ふたりの反応の違いには気になったけれど、それを指摘するよりも早く、イリアさんがベティちゃんを連れて私たちのところに来ました。どうやらイリアさんはレンさんと別れてから、街中を駆け回っていたみたいで、黒いぶよぶよがいなくなったことを確認していたみたいでした。ベティちゃんはそれに付き合っていたみたいです。
「腐肉共はもう確認できませんでした」
「おとーさんのおかげなの!」
イリアさんの腕の中でベティちゃんはえっへんと胸を張っていました。ベティちゃんが胸を張ることではないんですが、ベティちゃんにとっては大好きなおとーさんが頑張ってくれたことが誇らしいのでしょう。そのかわいらしい姿に、私は自分の口元がだらしなく歪むのがはっきりとわかりました。
「気持ち悪ぃ」
「うむ、気持ち悪いな」
「クッッッッッソキモいですね」
「クソキモーい」
「みんなでひどいっ!?」
皆さん同じことを言ってくださいましたが、特にイリアさんは溜めて言い過ぎだと言いたくなりましたね。え? ベティちゃん? ベティちゃんはかわいらしいからいいのです。むしろ、ベティちゃんからの罵倒なんてご褒美でしかないですよ、当たり前じゃないですか。そう思ったら、なにも仰っていなかった先王様までもが「うっわ」とドン引きしたようなお顔をされたのがとても、とても印象的でしたね。どうやら心の声が漏れていたようです。そしてそんな私を見て、レンさんは一言ベティちゃんに言いました。

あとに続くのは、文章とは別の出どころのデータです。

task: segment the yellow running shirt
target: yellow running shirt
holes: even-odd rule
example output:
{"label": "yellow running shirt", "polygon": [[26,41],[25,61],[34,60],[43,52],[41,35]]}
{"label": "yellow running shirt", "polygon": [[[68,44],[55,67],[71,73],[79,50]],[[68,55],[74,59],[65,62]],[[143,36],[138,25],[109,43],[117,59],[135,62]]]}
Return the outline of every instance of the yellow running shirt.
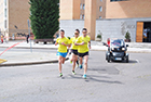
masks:
{"label": "yellow running shirt", "polygon": [[76,37],[72,37],[72,38],[71,38],[71,43],[72,43],[71,49],[73,49],[73,50],[78,50],[78,47],[79,47],[79,46],[76,46],[76,44],[74,44],[77,39],[78,39],[78,38],[76,38]]}
{"label": "yellow running shirt", "polygon": [[61,42],[64,42],[65,44],[70,44],[70,40],[68,38],[64,37],[64,38],[57,38],[56,42],[59,44],[58,52],[66,53],[67,47],[61,44]]}
{"label": "yellow running shirt", "polygon": [[79,52],[79,53],[88,52],[88,42],[91,41],[90,36],[86,36],[86,37],[81,36],[81,37],[79,37],[79,38],[77,39],[76,42],[77,42],[77,43],[82,43],[83,41],[84,41],[84,44],[79,46],[79,48],[78,48],[78,52]]}

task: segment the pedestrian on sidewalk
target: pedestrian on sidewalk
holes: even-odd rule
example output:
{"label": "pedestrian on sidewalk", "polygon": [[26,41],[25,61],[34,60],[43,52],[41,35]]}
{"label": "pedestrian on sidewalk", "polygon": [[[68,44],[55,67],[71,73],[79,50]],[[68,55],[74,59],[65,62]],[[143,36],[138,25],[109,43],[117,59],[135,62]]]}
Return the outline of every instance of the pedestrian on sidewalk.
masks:
{"label": "pedestrian on sidewalk", "polygon": [[[71,44],[72,44],[71,52],[72,52],[72,54],[71,54],[71,61],[70,62],[71,63],[73,62],[73,65],[72,65],[72,74],[73,75],[76,74],[74,68],[76,68],[76,63],[78,62],[78,46],[76,46],[74,43],[76,43],[79,35],[80,35],[80,30],[76,29],[74,37],[71,38]],[[79,65],[79,62],[78,62],[78,65]]]}
{"label": "pedestrian on sidewalk", "polygon": [[59,76],[63,76],[61,73],[61,64],[65,63],[66,55],[67,55],[67,47],[70,47],[70,40],[65,37],[65,30],[61,29],[59,33],[59,38],[57,38],[55,46],[58,46],[58,69],[59,69]]}
{"label": "pedestrian on sidewalk", "polygon": [[88,48],[91,49],[91,37],[87,35],[87,29],[82,29],[83,36],[79,37],[76,41],[76,46],[79,46],[78,53],[80,58],[80,68],[83,67],[83,59],[84,59],[84,74],[83,78],[86,79],[86,72],[87,72],[87,62],[88,62]]}

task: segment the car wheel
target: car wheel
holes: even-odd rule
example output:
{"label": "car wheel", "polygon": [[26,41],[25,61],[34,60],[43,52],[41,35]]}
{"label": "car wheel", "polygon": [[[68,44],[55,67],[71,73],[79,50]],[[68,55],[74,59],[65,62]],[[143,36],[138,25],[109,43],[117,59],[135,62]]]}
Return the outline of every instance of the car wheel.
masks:
{"label": "car wheel", "polygon": [[128,63],[129,62],[129,59],[128,59],[128,56],[126,58],[126,63]]}

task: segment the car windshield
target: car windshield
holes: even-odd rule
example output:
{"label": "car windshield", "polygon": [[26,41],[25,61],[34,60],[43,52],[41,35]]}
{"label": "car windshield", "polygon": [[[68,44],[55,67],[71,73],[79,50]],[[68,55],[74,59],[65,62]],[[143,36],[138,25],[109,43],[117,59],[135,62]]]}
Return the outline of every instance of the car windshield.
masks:
{"label": "car windshield", "polygon": [[121,46],[124,46],[124,41],[122,39],[111,40],[111,46],[112,47],[121,47]]}

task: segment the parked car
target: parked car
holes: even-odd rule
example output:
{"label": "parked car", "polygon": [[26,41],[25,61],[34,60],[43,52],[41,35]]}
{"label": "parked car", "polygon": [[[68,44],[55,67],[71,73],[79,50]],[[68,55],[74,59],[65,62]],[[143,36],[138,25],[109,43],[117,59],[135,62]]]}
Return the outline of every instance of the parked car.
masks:
{"label": "parked car", "polygon": [[128,63],[127,47],[123,39],[110,39],[110,43],[104,43],[108,47],[106,52],[106,60],[110,61],[126,61]]}

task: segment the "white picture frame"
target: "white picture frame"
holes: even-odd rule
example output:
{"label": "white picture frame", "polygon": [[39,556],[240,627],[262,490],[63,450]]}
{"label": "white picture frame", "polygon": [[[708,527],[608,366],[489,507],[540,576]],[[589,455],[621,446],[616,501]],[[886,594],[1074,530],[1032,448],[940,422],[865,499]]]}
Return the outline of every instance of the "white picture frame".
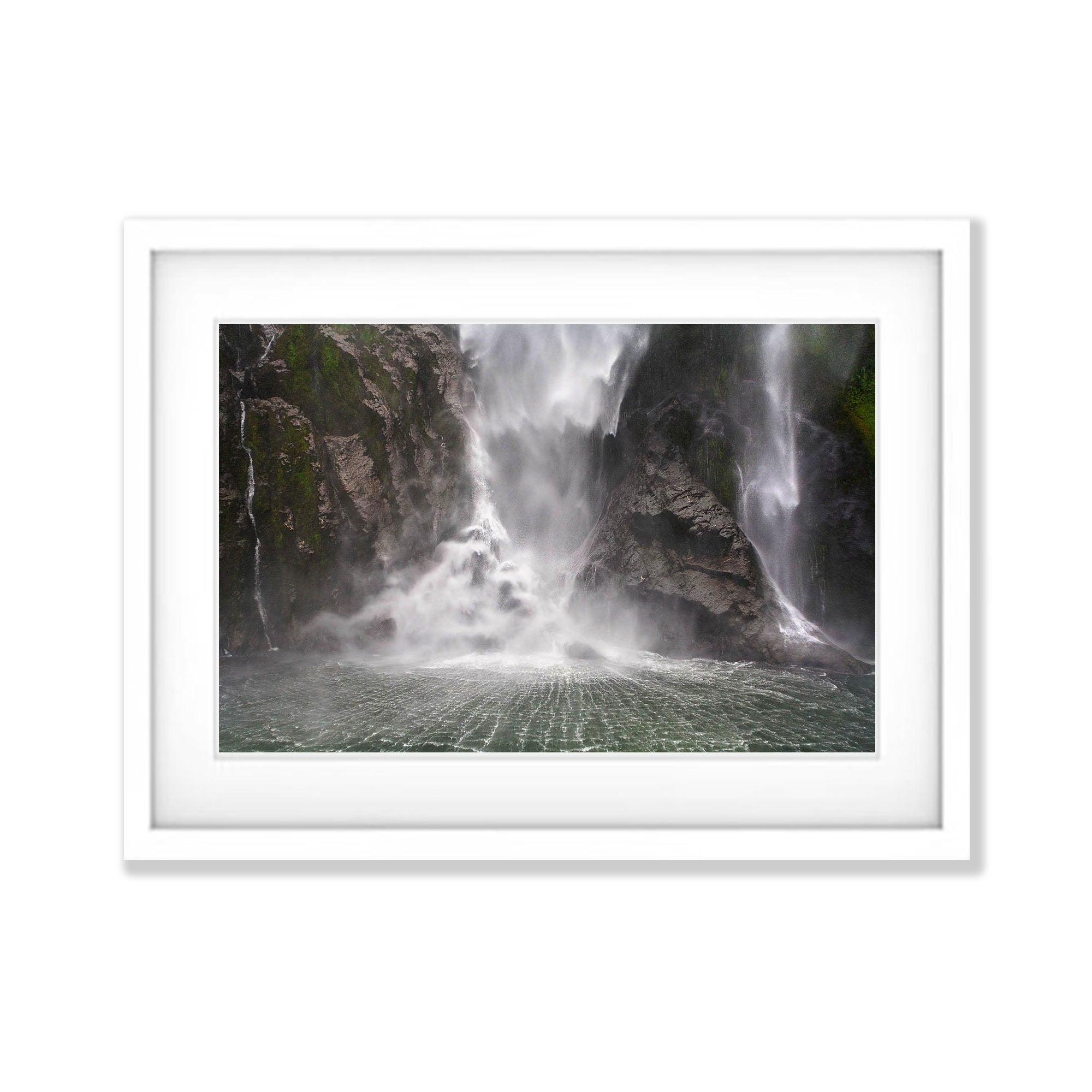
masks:
{"label": "white picture frame", "polygon": [[[626,821],[585,809],[575,822],[527,822],[501,810],[488,821],[436,821],[422,811],[401,815],[387,824],[345,822],[333,812],[316,811],[300,819],[285,804],[278,818],[263,812],[259,823],[233,819],[229,809],[210,807],[207,817],[187,812],[180,821],[157,815],[156,793],[165,793],[163,770],[156,778],[156,722],[153,716],[153,506],[173,503],[155,492],[153,467],[153,396],[156,390],[154,293],[157,261],[164,256],[258,256],[284,264],[316,256],[365,259],[368,256],[473,256],[496,265],[533,256],[632,256],[642,262],[674,261],[678,256],[729,256],[760,261],[779,256],[928,256],[937,270],[939,358],[939,474],[936,476],[938,534],[936,592],[939,609],[936,642],[922,655],[939,660],[935,762],[935,821],[907,824],[847,823],[817,810],[816,822],[790,811],[788,821],[748,821],[744,805],[731,823],[662,821],[662,814],[642,821],[638,803],[625,808]],[[412,262],[411,262],[412,264]],[[287,268],[287,266],[285,266]],[[412,277],[411,282],[412,283]],[[124,810],[123,852],[127,859],[414,859],[414,860],[968,860],[971,827],[970,710],[970,225],[962,219],[324,219],[324,221],[130,221],[124,225]],[[390,306],[390,305],[389,305]],[[435,307],[435,305],[434,305]],[[228,318],[228,316],[223,316]],[[305,316],[232,314],[230,318],[302,319]],[[311,318],[309,313],[307,316]],[[327,316],[329,318],[330,316]],[[414,313],[392,314],[393,321],[420,320]],[[558,319],[587,316],[556,314]],[[636,316],[596,312],[601,319]],[[716,318],[717,316],[710,316]],[[785,313],[785,319],[821,319],[826,314]],[[427,316],[479,319],[465,313]],[[843,316],[846,318],[846,316]],[[212,353],[210,339],[210,354]],[[909,381],[909,380],[907,380]],[[880,383],[882,384],[882,370]],[[212,403],[210,402],[210,405]],[[211,428],[210,428],[211,431]],[[880,435],[883,434],[881,415]],[[882,440],[881,440],[882,442]],[[891,458],[898,459],[898,452]],[[162,463],[162,460],[158,460]],[[171,495],[173,496],[173,495]],[[882,494],[880,502],[882,503]],[[211,559],[210,559],[211,561]],[[882,660],[880,661],[882,669]],[[181,668],[179,668],[181,669]],[[193,668],[203,672],[203,667]],[[202,685],[206,680],[202,680]],[[882,729],[881,729],[882,731]],[[162,759],[161,748],[161,759]],[[385,756],[372,756],[381,763]],[[340,774],[337,757],[319,757],[316,779]],[[460,756],[484,763],[489,757]],[[210,763],[213,759],[210,758]],[[570,761],[551,768],[551,778],[574,778]],[[698,770],[701,760],[688,764]],[[708,759],[707,761],[713,761]],[[723,763],[724,758],[720,761]],[[791,761],[791,759],[785,759]],[[273,769],[268,760],[262,769]],[[833,769],[828,763],[829,769]],[[209,770],[223,773],[226,763]],[[345,769],[348,769],[346,765]],[[395,767],[382,770],[394,784]],[[419,768],[418,768],[419,769]],[[431,769],[431,768],[430,768]],[[449,768],[450,769],[450,768]],[[471,769],[466,765],[463,771]],[[632,771],[632,764],[629,767]],[[651,768],[650,768],[651,769]],[[720,767],[719,769],[724,769]],[[357,772],[360,763],[357,763]],[[733,767],[737,783],[763,776],[770,767]],[[560,771],[560,772],[559,772]],[[820,771],[821,773],[821,771]],[[430,774],[442,779],[443,769]],[[654,773],[649,773],[654,778]],[[223,780],[223,779],[221,779]],[[314,779],[312,779],[314,780]],[[351,779],[352,780],[352,779]],[[439,782],[438,782],[439,783]],[[559,783],[559,782],[558,782]],[[281,780],[271,782],[284,793]],[[616,792],[625,792],[626,781]],[[621,787],[618,787],[621,786]],[[270,790],[271,792],[273,790]],[[486,790],[488,791],[488,790]],[[336,794],[335,794],[336,795]],[[161,802],[162,803],[162,802]],[[498,805],[499,807],[499,805]],[[162,809],[159,809],[162,811]],[[348,809],[351,810],[351,809]],[[346,815],[348,815],[348,810]],[[574,812],[575,814],[575,812]],[[620,814],[620,812],[619,812]],[[764,812],[763,812],[764,814]],[[759,815],[758,811],[755,815]]]}

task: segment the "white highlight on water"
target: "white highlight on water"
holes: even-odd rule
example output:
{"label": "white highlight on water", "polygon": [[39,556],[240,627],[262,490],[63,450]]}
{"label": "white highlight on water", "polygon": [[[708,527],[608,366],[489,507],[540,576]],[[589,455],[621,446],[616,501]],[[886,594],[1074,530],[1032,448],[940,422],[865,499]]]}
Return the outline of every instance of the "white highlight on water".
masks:
{"label": "white highlight on water", "polygon": [[[266,352],[269,352],[268,346]],[[254,603],[258,605],[258,614],[262,619],[262,633],[265,634],[265,643],[269,645],[270,652],[276,652],[277,650],[270,640],[269,620],[265,617],[265,604],[262,602],[262,539],[258,534],[258,521],[254,519],[254,455],[247,444],[247,403],[241,397],[239,399],[239,439],[242,441],[242,450],[247,453],[247,515],[250,517],[250,526],[254,531]]]}

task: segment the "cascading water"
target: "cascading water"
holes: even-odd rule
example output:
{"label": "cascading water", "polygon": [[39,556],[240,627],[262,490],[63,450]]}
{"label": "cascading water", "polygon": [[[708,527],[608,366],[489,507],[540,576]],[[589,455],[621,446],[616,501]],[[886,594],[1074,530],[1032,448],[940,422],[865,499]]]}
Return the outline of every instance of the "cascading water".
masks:
{"label": "cascading water", "polygon": [[755,419],[749,423],[739,460],[739,523],[778,594],[784,616],[782,631],[794,639],[821,641],[820,631],[795,605],[803,597],[806,573],[798,549],[799,416],[793,404],[793,330],[771,325],[761,337],[757,377],[760,390],[750,400]]}
{"label": "cascading water", "polygon": [[[287,658],[225,658],[221,748],[873,750],[874,678],[848,670],[835,681],[824,670],[788,666],[833,663],[835,673],[850,667],[836,656],[817,655],[815,645],[804,649],[822,638],[794,603],[794,580],[809,577],[797,555],[808,553],[806,517],[816,473],[799,412],[811,414],[811,395],[806,384],[794,385],[800,377],[793,375],[791,329],[737,333],[705,342],[712,348],[700,368],[688,371],[684,353],[656,368],[673,397],[676,378],[682,391],[690,384],[695,403],[695,388],[702,392],[695,432],[717,429],[719,474],[728,473],[727,452],[735,453],[740,488],[725,489],[732,499],[724,503],[739,510],[738,522],[782,604],[784,649],[771,617],[776,612],[767,610],[763,595],[755,596],[762,610],[762,650],[787,655],[774,663],[751,662],[749,655],[728,661],[716,649],[716,658],[708,657],[709,645],[687,643],[686,616],[672,613],[673,605],[661,598],[674,594],[672,585],[666,593],[642,590],[632,567],[625,573],[627,602],[604,606],[574,594],[569,609],[567,578],[575,582],[572,566],[584,544],[603,533],[619,505],[640,503],[640,497],[627,499],[627,489],[648,489],[652,514],[661,503],[656,490],[679,484],[680,505],[708,501],[681,463],[689,434],[664,431],[668,426],[653,416],[654,407],[663,406],[662,390],[653,387],[654,396],[642,406],[634,387],[636,411],[627,406],[624,435],[609,443],[604,439],[617,434],[628,380],[640,383],[642,375],[660,373],[633,369],[653,359],[657,334],[622,327],[463,327],[460,347],[473,394],[468,405],[465,397],[462,406],[451,403],[461,439],[441,449],[439,462],[450,496],[465,505],[465,525],[455,534],[440,532],[446,537],[423,566],[382,575],[378,567],[372,570],[368,579],[385,580],[385,586],[377,592],[370,584],[365,607],[353,617],[320,616],[311,631],[323,639],[316,649],[289,652]],[[751,352],[756,347],[761,353]],[[266,345],[258,364],[271,352]],[[721,383],[715,393],[708,385],[711,373]],[[246,510],[256,538],[254,601],[272,648],[261,598],[246,403],[240,414],[249,462]],[[688,452],[691,458],[693,450]],[[450,526],[450,513],[447,508],[434,529]],[[672,533],[664,521],[637,521],[626,531],[628,519],[624,514],[616,524],[621,537],[612,542],[619,551],[654,550],[664,544],[657,536]],[[650,530],[646,542],[642,535]],[[434,530],[432,542],[437,537]],[[665,542],[666,580],[678,580],[682,598],[690,573],[704,570],[682,563],[684,545]],[[628,555],[619,557],[629,563]],[[749,551],[746,572],[753,589]],[[693,578],[699,594],[708,575]],[[664,572],[654,579],[664,580]],[[643,610],[650,612],[648,624],[636,617]],[[675,643],[661,643],[665,634]],[[336,651],[324,651],[329,637],[341,638]]]}
{"label": "cascading water", "polygon": [[239,439],[242,441],[242,450],[247,453],[247,492],[246,505],[247,515],[250,517],[250,526],[254,532],[254,603],[258,606],[259,617],[262,619],[262,633],[265,634],[265,643],[270,652],[276,652],[273,642],[270,640],[269,619],[265,617],[265,604],[262,602],[262,539],[258,534],[258,521],[254,519],[254,454],[247,443],[247,403],[239,399]]}
{"label": "cascading water", "polygon": [[413,658],[571,646],[581,634],[563,609],[566,568],[594,515],[587,444],[616,427],[642,336],[629,327],[462,328],[475,393],[471,523],[436,547],[424,573],[394,574],[355,622],[390,619],[394,646]]}

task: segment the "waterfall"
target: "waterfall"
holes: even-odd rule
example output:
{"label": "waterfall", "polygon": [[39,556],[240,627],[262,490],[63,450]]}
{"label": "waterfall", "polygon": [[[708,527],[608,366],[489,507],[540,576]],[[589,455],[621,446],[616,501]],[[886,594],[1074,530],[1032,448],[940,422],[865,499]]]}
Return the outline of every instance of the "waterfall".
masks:
{"label": "waterfall", "polygon": [[797,640],[822,641],[821,632],[796,606],[803,597],[806,574],[798,548],[799,415],[793,404],[793,330],[771,325],[761,336],[758,390],[750,400],[753,419],[739,460],[739,523],[778,595],[782,632]]}
{"label": "waterfall", "polygon": [[553,654],[579,638],[565,578],[595,514],[591,444],[617,426],[644,336],[608,325],[461,328],[474,392],[464,452],[471,522],[423,572],[392,573],[340,631],[389,619],[393,646],[415,658]]}
{"label": "waterfall", "polygon": [[[269,352],[268,347],[266,352]],[[254,531],[254,603],[258,605],[258,614],[262,619],[262,633],[265,634],[265,643],[269,645],[270,652],[276,652],[277,650],[270,640],[269,619],[265,617],[265,604],[262,602],[262,539],[258,534],[258,521],[254,519],[254,455],[247,444],[247,403],[241,397],[239,399],[239,439],[242,441],[242,450],[247,453],[247,515],[250,517],[250,526]]]}

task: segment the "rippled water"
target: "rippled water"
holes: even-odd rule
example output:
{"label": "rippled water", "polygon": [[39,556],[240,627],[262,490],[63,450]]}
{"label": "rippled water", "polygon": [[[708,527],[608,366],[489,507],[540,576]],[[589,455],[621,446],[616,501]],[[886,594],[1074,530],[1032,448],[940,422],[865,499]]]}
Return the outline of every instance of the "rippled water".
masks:
{"label": "rippled water", "polygon": [[224,751],[871,751],[875,676],[477,653],[224,658]]}

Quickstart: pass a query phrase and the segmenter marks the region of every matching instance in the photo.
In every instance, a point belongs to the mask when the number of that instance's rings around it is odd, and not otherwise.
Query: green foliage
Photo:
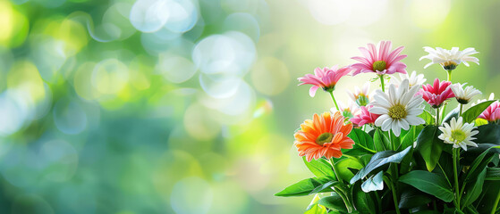
[[[452,186],[442,175],[423,170],[413,170],[401,177],[399,181],[446,202],[453,200]]]
[[[417,138],[417,150],[426,161],[428,171],[434,169],[445,147],[445,143],[437,138],[440,134],[437,127],[429,125],[422,129]]]

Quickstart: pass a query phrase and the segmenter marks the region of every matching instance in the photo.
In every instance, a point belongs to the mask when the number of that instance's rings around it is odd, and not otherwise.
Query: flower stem
[[[439,126],[439,108],[436,108],[436,126]]]
[[[330,96],[332,96],[332,100],[334,101],[334,104],[335,104],[335,109],[340,111],[337,102],[335,101],[335,96],[334,96],[334,91],[330,91]]]
[[[498,201],[500,201],[500,192],[498,192],[498,193],[496,194],[496,199],[495,200],[495,203],[493,204],[493,207],[491,207],[491,214],[495,214],[495,211],[496,211],[496,207],[498,206]]]
[[[456,208],[461,210],[460,209],[460,190],[458,187],[458,169],[457,169],[457,161],[460,160],[460,148],[454,148],[453,151],[453,177],[455,180],[455,201],[456,201]]]
[[[386,92],[386,86],[384,86],[384,75],[380,75],[380,87],[382,87],[382,91]]]

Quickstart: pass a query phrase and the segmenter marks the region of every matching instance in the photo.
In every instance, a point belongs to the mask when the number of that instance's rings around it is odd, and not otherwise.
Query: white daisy
[[[429,59],[432,61],[427,64],[424,69],[427,69],[427,67],[431,64],[440,64],[445,70],[452,70],[462,62],[463,62],[463,64],[467,67],[469,67],[469,63],[467,63],[467,62],[472,62],[479,64],[479,60],[478,58],[470,56],[471,54],[479,53],[473,47],[465,48],[465,50],[460,51],[458,47],[452,47],[452,50],[445,50],[441,47],[434,49],[432,47],[425,46],[424,50],[428,53],[428,55],[420,57],[420,61],[422,59]]]
[[[375,120],[375,126],[382,128],[383,131],[392,129],[396,136],[401,134],[401,128],[410,129],[410,126],[425,123],[419,118],[424,111],[424,102],[421,95],[415,95],[419,86],[409,88],[409,80],[403,79],[396,88],[394,85],[389,86],[387,93],[377,90],[373,96],[373,105],[369,111],[380,114]]]
[[[469,86],[463,88],[466,84],[467,83],[461,85],[460,83],[456,83],[451,86],[452,91],[453,92],[453,95],[455,95],[456,100],[461,104],[467,104],[470,102],[472,96],[481,95],[481,92],[474,88],[472,86]]]
[[[443,134],[437,137],[445,143],[453,144],[453,148],[462,147],[465,151],[467,151],[467,145],[478,147],[478,144],[472,142],[476,137],[472,136],[479,132],[473,130],[475,128],[473,124],[462,124],[462,119],[460,117],[458,120],[453,118],[450,124],[445,123],[443,126],[439,127],[439,130]]]
[[[360,113],[360,108],[358,108],[358,106],[351,100],[347,102],[347,104],[338,101],[338,107],[342,116],[343,116],[346,119],[354,118],[354,116]],[[335,107],[330,109],[330,112],[332,112],[332,114],[335,111],[337,111],[337,110]]]
[[[394,84],[397,86],[401,85],[401,81],[403,81],[403,79],[408,79],[410,87],[422,85],[427,80],[427,78],[424,78],[423,74],[417,75],[417,72],[413,70],[411,75],[408,75],[407,73],[399,73],[399,78],[395,77],[391,78],[389,84]]]
[[[365,83],[362,88],[359,88],[358,86],[354,87],[354,93],[351,91],[347,91],[347,95],[349,97],[358,104],[358,106],[366,106],[369,103],[369,82]]]

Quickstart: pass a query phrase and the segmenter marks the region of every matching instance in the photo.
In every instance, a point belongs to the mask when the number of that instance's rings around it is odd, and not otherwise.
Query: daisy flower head
[[[453,144],[453,148],[462,147],[467,151],[467,145],[478,147],[472,141],[476,139],[473,136],[479,132],[474,128],[474,124],[462,123],[462,117],[458,119],[453,118],[450,124],[445,123],[439,127],[443,133],[437,137],[446,144]]]
[[[369,111],[380,114],[375,120],[375,126],[380,127],[383,131],[393,130],[396,136],[401,134],[401,129],[408,130],[410,126],[424,124],[423,119],[419,118],[424,111],[421,103],[424,102],[421,95],[417,95],[418,86],[409,87],[409,80],[404,79],[396,87],[389,86],[387,93],[377,89],[373,96],[373,105]]]
[[[365,83],[362,88],[354,87],[354,92],[347,91],[349,97],[358,104],[358,106],[365,106],[369,103],[369,82]]]
[[[460,63],[463,63],[469,67],[469,63],[467,62],[472,62],[479,64],[479,60],[478,58],[470,56],[479,53],[472,47],[465,48],[465,50],[460,51],[458,47],[452,47],[452,50],[446,50],[441,47],[436,47],[436,49],[434,49],[432,47],[425,46],[424,51],[428,52],[428,54],[420,57],[419,60],[428,59],[431,61],[424,66],[424,69],[427,69],[432,64],[440,64],[445,70],[453,70]]]
[[[343,120],[339,111],[334,115],[330,112],[321,116],[314,114],[312,120],[306,119],[294,135],[299,156],[306,156],[308,161],[313,158],[340,158],[341,149],[352,149],[354,141],[347,135],[352,130],[352,124],[344,124]]]
[[[489,122],[497,122],[500,119],[500,103],[498,101],[493,102],[478,118]]]
[[[334,91],[338,80],[342,77],[349,74],[351,70],[352,69],[347,66],[338,69],[338,65],[335,65],[332,68],[316,68],[314,70],[314,75],[306,74],[306,76],[298,78],[299,81],[301,82],[299,86],[305,84],[312,85],[309,89],[309,95],[311,97],[316,95],[316,91],[319,87],[323,88],[325,91],[332,92]]]
[[[437,109],[445,103],[445,101],[455,97],[452,88],[451,82],[442,81],[438,78],[434,79],[434,85],[430,84],[422,86],[419,94],[422,95],[424,100],[429,103],[432,108]]]
[[[374,125],[375,120],[377,120],[380,115],[370,112],[369,110],[371,109],[371,105],[360,107],[361,112],[354,116],[354,118],[350,119],[349,121],[358,125],[359,127],[362,127],[365,124]]]
[[[481,95],[481,92],[474,88],[472,86],[469,86],[463,88],[466,84],[467,83],[461,85],[460,83],[456,83],[453,84],[450,86],[452,88],[452,91],[453,92],[453,95],[455,95],[456,100],[461,104],[467,104],[470,102],[473,96]]]
[[[406,73],[406,64],[400,61],[406,55],[400,55],[404,46],[400,46],[391,51],[391,41],[381,41],[378,43],[378,52],[374,44],[368,44],[366,47],[360,47],[363,56],[355,56],[352,59],[359,61],[360,63],[351,65],[354,70],[352,75],[360,73],[374,72],[377,75],[394,74],[396,72]]]
[[[396,86],[401,85],[401,82],[403,79],[408,79],[409,81],[409,86],[410,87],[412,87],[414,86],[421,86],[422,84],[424,84],[427,80],[427,78],[424,78],[423,74],[418,74],[415,70],[413,70],[411,72],[411,74],[408,75],[408,73],[405,74],[399,74],[399,78],[396,77],[392,77],[391,80],[389,81],[389,84],[394,84]]]
[[[360,108],[356,104],[354,104],[351,100],[347,102],[347,104],[344,104],[342,102],[338,102],[339,111],[345,119],[353,118],[355,115],[360,113]],[[330,112],[335,114],[337,111],[335,107],[330,109]]]

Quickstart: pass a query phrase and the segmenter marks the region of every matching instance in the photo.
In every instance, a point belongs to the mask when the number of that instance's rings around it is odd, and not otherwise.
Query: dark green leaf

「いいかい、ベティ。ああいうのが変態だ。わかるね? あんな変態に懐いてはいけない。ああいう変態に懐いたら、ベティの身が危ないことになるんだ。だから、あんな変態に懐いてはいけないし、決してひとりで近づいてはいけない。おとーさんたちのうちの誰かと一緒のとき以外は近づいてはいけないよ、いいね?」
「ばぅん、わかったの!」
「うん、いい子だ」
しゅたっと挙手しながら素直に頷くベティちゃんとあることないことそそのかされるレンさんに私が食って掛かったのは言うまでもありません。もっともレンさん曰く「あることあることしか言ってねえわ」という、とてもありがたくないお言葉を投げかけてくださるのでした。解せぬ。
とにかく、そうして今回の騒動は幕を引くことになったのです。いくらかの謎を新たに増やしながらも、首都「アルトリウス」で起きた、後に「王国祭襲撃事件」と語られるようになった大騒動は、少なくない犠牲者を生み出しつつも無事に終わったのです。そして同時に今回の事件でレンさんたち「シエロ」の名は、今回の事件を鎮圧した功労者として大きく轟くことになったのでした。そのことが次の旅へと繋がるきっかけになることを、このときの私は知るよしもありませんでした。